1. Introduction to CernVM-FS¶
1.0 Introductory talk by Jakob Blomer¶
The best possible introduction to CernVM-FS is the talk by Jakob Blomer (CERN, lead developer) at the 6th EasyBuild User Meeting.
The slides for this talk are available here.
The recording of this presentation is available on YouTube:
1.1 What is CernVM-FS?¶
Let's get started with explaining in detail what CernVM-FS is...
CernVM-FS in a nutshell
The CernVM File System (CernVM-FS) provides a scalable and reliable software distribution service, which is implemented as a read-only POSIX filesystem in user space (a FUSE module).
Files and directories are hosted on standard web servers and mounted in the universal namespace /cvmfs
.
That's a mouthful, so let's break it down a bit...
1.1.1 Read-only filesystem over HTTP¶
CernVM-FS is a network filesystem, which you can mount in Linux or macOS via FUSE (Filesystem in Userspace) and on Windows in a WSL2 virtualized Linux environment. In some ways it is similar to other network filesystems like NFS or AFS, but there are various aspects to it that are quite different.
The files and directories that are made available via CernVM-FS are always located
in a subdirectory of /cvmfs
, and are provisioned via a network of servers that
can basically be viewed as web servers since only outgoing HTTP connections are used.
This makes it easy to use CernVM-FS in environments that are protected by a strict firewall.
CernVM-FS is a read-only filesystem for those who access it; only those who administer it are able to add or change its contents.
Internally, CernVM-FS uses content-addressable storage and Merkle trees in order to maintain file data and meta-data, but the filesystem it exposes is a standard POSIX filesystem.
1.1.2 Software distribution system¶
The primary use case of CernVM-FS is to easily distribute software around the world, which is reflected in various ways in the features implemented by CernVM-FS.
It's worth highlighting that with software we actually mean software installations, that is the files that collectively form a usable instance of an application, tool, or library.
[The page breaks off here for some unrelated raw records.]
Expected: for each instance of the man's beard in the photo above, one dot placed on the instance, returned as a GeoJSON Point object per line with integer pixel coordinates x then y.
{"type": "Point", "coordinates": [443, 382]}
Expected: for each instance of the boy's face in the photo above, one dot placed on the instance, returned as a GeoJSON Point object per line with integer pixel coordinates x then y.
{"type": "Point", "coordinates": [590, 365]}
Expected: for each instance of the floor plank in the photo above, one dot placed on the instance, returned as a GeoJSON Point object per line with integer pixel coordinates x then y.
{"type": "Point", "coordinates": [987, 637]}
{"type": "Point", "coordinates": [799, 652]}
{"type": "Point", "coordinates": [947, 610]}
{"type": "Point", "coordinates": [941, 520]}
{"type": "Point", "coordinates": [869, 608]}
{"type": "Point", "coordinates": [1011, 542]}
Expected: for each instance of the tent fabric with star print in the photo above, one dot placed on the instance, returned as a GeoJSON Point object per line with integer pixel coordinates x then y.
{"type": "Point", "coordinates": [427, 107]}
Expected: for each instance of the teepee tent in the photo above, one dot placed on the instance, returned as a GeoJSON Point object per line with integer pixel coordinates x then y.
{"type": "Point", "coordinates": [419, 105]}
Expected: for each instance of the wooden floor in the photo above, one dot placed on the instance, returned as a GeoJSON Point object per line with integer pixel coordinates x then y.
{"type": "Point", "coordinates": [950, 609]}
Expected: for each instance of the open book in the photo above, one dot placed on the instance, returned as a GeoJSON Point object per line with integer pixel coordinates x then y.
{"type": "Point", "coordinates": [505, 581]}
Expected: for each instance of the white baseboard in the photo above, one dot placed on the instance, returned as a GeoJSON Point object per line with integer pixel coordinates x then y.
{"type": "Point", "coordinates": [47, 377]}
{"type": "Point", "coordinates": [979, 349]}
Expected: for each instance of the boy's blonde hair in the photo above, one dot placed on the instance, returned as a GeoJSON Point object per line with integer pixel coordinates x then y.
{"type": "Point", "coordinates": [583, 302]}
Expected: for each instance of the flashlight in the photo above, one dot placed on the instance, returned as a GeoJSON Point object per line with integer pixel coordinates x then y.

This is in contrast with software packages (for example, RPMs), which are essentially bundles of files wrapped together for easy distribution, and which need to be installed in order to provide a working instance of the provided software.
Software installations have specific characteristics, such as often involving lots of small files which are being opened and read as a whole regularly, frequent searching for files in multiple directories, hierarchical structuring, etc. CernVM-FS is heavily tuned to cater to this use case, with aggressive caching and reduction of latency, for example via automatic file de-duplication and compression.
1.1.3 Scalable and reliable¶
CernVM-FS was designed to be scalable and reliable, with known deployments involving hundreds of millions of files and many tens of thousands of clients. It was originally created to fulfill the software distribution needs of the experiments at the Large Hadron Collider (LHC) at CERN.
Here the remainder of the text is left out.